See Top Answer by Michael Weiss.
The link that Weiss provides is no longer active, but I believe I found a working link:
Rodriguez, Omar Hernandez and Lopez Fernandez, Jorge M. (2010) “A semiotic reflection on the didactics of the Chain rule,” The Mathematics Enthusiast: Vol. 7 : No. 2, Art. 10.
Starting in Section 2: “History of the Chain Rule,” Rodriguez, states
It may come as a surprise to the reader that nowhere in Analyse des
infiniment petits, (L’Hospital, 1696), is the chain rule stated
It may be even more surprising to realize that the
statement of the chain rule is so absent in all of Euler’s analysis
books, Introductio in analysin infinitorum, (Euler, 1748, Vol. 1),
(Euler, 1748, Vol. 2), and Institutiones calculi differentialis,
(Euler, 1755). Furthermore, Euler did define the notion of a function
in (Euler, L., 1748, Vol. 1), but he never treated the topic of the
composition of functions in any of his writings, (Euler, 1748, Vol.
1), (Euler, 1748, Vol. 2) and (Euler, 1755).
As far as we can tell,
the first mention of the Chain Rule in the literature of calculus
seems to be due to Leibniz (Child, 2007, p. 126), and it appears in a
1676 memoir (with various mistakes) in which he calculated...
[Footnote] 5 - As far as we can tell, the first “modern” version of
the chain rule appears in Lagrange’s 1797 Théorie des fonctions
analytiques, (Lagrange, J. L., 1797, §31, pp. 29); it also appears in
Cauchy’s 1823 Résumé des Leçons données a L’École Royale Polytechnique
sur Le Calcul Infinitesimal, (Cauchy, A. L., 1899, Troisième Leçon,
Here's the citation for the reference text:
Child, J. M. (translator), Leibniz, G.W. (Author). (2007). The Early Mathematical Manuscripts of Leibniz.
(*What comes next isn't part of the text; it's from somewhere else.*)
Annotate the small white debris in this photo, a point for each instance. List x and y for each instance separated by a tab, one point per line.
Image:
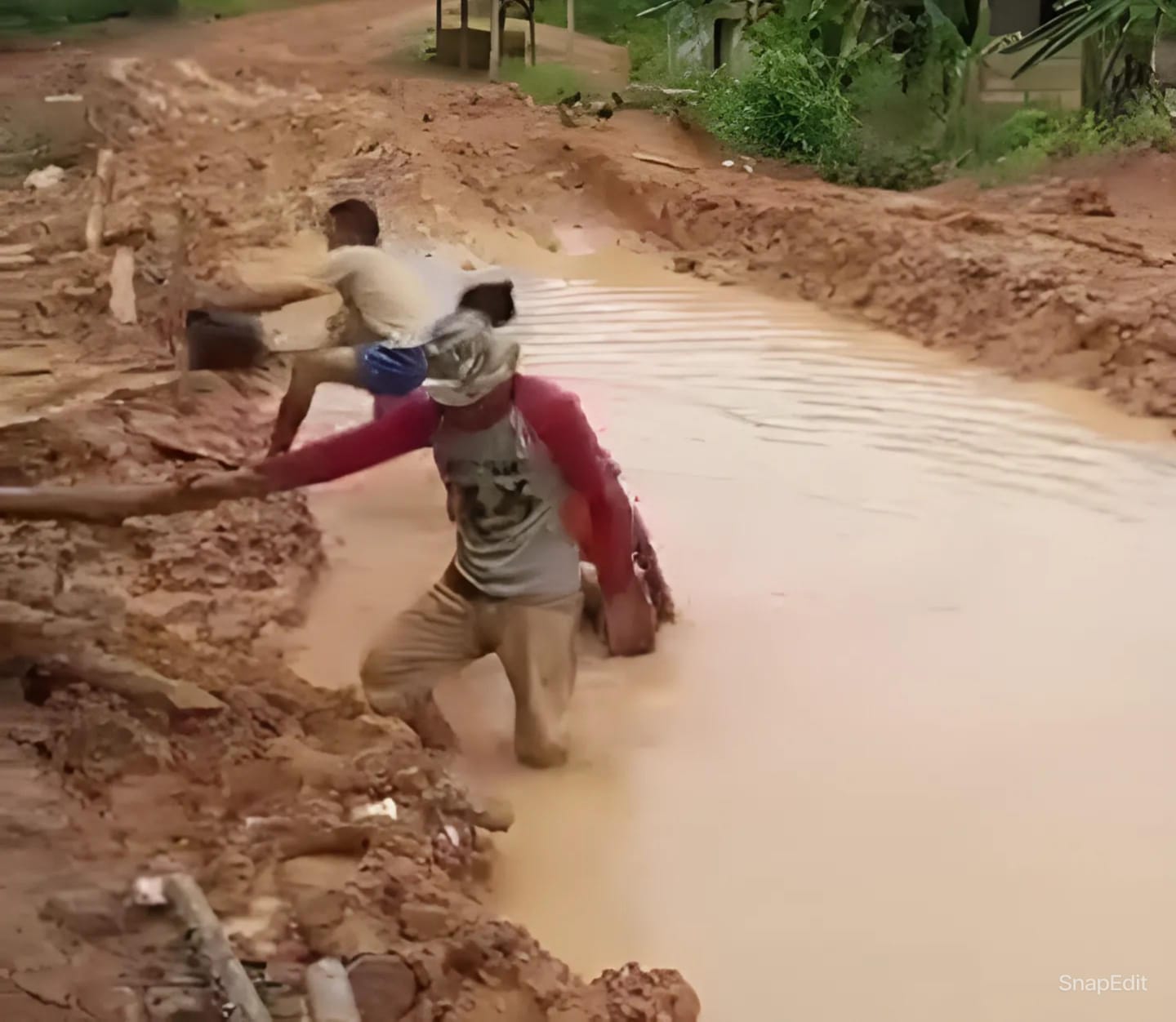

Merchant Books.
So, to answer your title question, according to Child, the manuscript is simply titled,
"Manuscript, dated Nov., 1676" with the section titled "Calculus Tangentium differentialis [Differential calculus of tangents]." However, as Rodriguez and Fernandez point out in their paper, don't expect to see in Leibniz's writings the chain rule theorem in the form that we now know and recognize.
Edit: Regarding the "publication date," from what I've gathered from a cursory read of Child, it appears that Leibniz didn't publish these particular manuscripts himself, so I would be hesitant to put an emphasis on such dates. Instead, the concern is when Leibniz put these ideas pen-to-paper in his notes. From what I've gathered, it seems that Carl Immanuel Gerhardt is the one who compiled Leibniz's notes and published them in a series of texts dated 1846, 1848, and 1855, but I wouldn't give these dates much weight.